Let me give an example. One of the questions I have already been asked by a student who has enrolled in the course is how we are to understand the various passages in the books of Joshua, 1 Samuel etc. where God instructs the Israelites to attack this or that city and to put every inhabitant, man, woman, child and beast, to the sword. I have read dozens of apologetic explanations for this. It is of course well know that these are the very passages the likes of Richard Dawkins like to point to as proof of the genocidal tendancies of religion.
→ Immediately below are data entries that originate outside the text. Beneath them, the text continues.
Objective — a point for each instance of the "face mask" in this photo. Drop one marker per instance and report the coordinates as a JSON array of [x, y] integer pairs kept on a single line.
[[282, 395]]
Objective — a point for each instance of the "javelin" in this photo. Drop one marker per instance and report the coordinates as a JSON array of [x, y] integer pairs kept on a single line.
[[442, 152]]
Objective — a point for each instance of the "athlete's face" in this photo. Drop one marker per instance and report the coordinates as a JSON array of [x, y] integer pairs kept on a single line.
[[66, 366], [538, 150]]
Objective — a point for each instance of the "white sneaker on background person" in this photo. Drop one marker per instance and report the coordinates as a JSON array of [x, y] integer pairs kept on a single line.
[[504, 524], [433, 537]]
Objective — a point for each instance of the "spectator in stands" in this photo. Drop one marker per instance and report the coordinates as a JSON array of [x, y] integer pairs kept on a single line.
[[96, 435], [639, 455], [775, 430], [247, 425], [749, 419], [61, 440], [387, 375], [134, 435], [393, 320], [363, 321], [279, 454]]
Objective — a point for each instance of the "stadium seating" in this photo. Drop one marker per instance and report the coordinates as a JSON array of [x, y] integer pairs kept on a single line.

There appear to me to be two options here. I could take the modern biblical critical approach, which identifies an “evolution” in the religion of Israel, from such primative texts to a more highly evolved ethical sensistivity. Or, an alternative modern approach would be to point out that the stories of the conquest as outlined in Joshua and the stories of the kingdoms of Saul and David probably have no historical basis and “never happened”. I must say that these do not seem to me to be very satisfactory, true that they may be. After all, these texts are in the Bible, and don’t we take the Bible to be in some sense directive for our life today?
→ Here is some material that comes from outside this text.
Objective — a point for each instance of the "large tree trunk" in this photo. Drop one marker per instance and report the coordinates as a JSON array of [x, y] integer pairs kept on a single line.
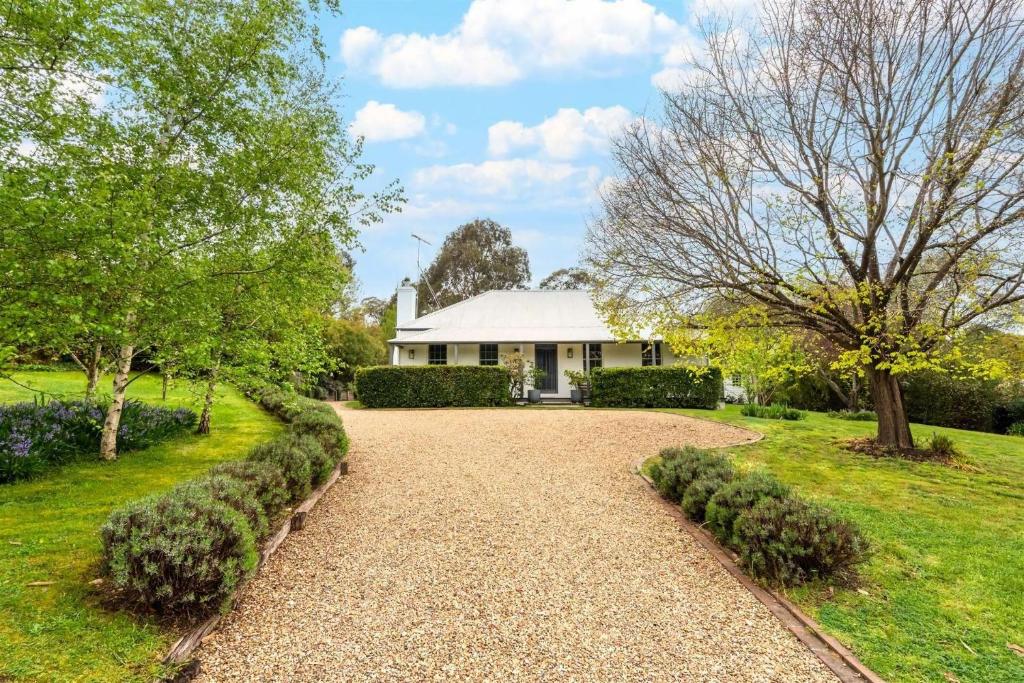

But the latter is exactly what Kugel means by the agenda of reading the Bible AS “Bible” within the context of believing communities. To this agenda, he points out, the modern biblical critic has nothing to say. And since the problem that the student raises is precisely “How can I accept the Bible as God’s Word for me today when it has these nasty stories in it?”, the modern biblical critic isn’t going to help me.
So the second option is to ask myself, “How did the Ancient Christian interpreters – the Church Fathers – read these texts?” In order to help me on this, I have recently purchased the entire 29 volume set of the Ancient Biblical Commentary on CD-ROM (which uses the same platform as my Logos 4 bible software, so is available on the Android Tablet and the iPhone as well once installed – very neat). I looked up the comments of the Church Fathers on these passages, and was not very surprised at what I found. Basically, the passages are all interpreted spiritually to indicate than when rooting out sin from one’s life, one ought not allow even the very smallest sin to remain – all must be extinguished utterly. If that is the true meaning of the text, it certainly gets around the problem of genocide. But yet… the modern biblical critic at the back of my mind still says, “but weren’t these stories somehow originally based on the ancient Israelite understanding of who Yahweh was and what he was like?”
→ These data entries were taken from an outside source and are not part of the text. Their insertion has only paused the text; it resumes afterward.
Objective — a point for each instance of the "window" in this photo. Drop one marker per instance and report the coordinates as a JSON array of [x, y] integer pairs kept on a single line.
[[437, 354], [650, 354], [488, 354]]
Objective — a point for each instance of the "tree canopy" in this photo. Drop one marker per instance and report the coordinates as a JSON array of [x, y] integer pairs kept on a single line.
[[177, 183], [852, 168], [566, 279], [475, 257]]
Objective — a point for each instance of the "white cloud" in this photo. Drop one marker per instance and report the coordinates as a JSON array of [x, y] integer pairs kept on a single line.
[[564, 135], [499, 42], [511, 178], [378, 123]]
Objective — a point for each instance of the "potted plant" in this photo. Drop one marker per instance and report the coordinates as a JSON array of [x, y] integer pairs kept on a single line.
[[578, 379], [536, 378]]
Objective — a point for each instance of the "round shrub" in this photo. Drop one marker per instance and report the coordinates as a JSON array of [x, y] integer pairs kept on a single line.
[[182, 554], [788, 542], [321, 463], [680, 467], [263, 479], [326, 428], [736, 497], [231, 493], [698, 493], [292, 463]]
I am some point away from finding a comfortable solution within my own mind on these issues. I have some conception that the solution is to be found in the four senses of reading scripture expounded by the Catechism – the literal, the allegorical, the moral and the anagogical – and in an understanding that the Bible is what it is because of the authority of the Church in canonising the Scriptures in first place – but that is not a point easily arrived at, and, in practical terms, not one easily dealt with in the class room (or the pulpit for that matter – though that isn’t my concern).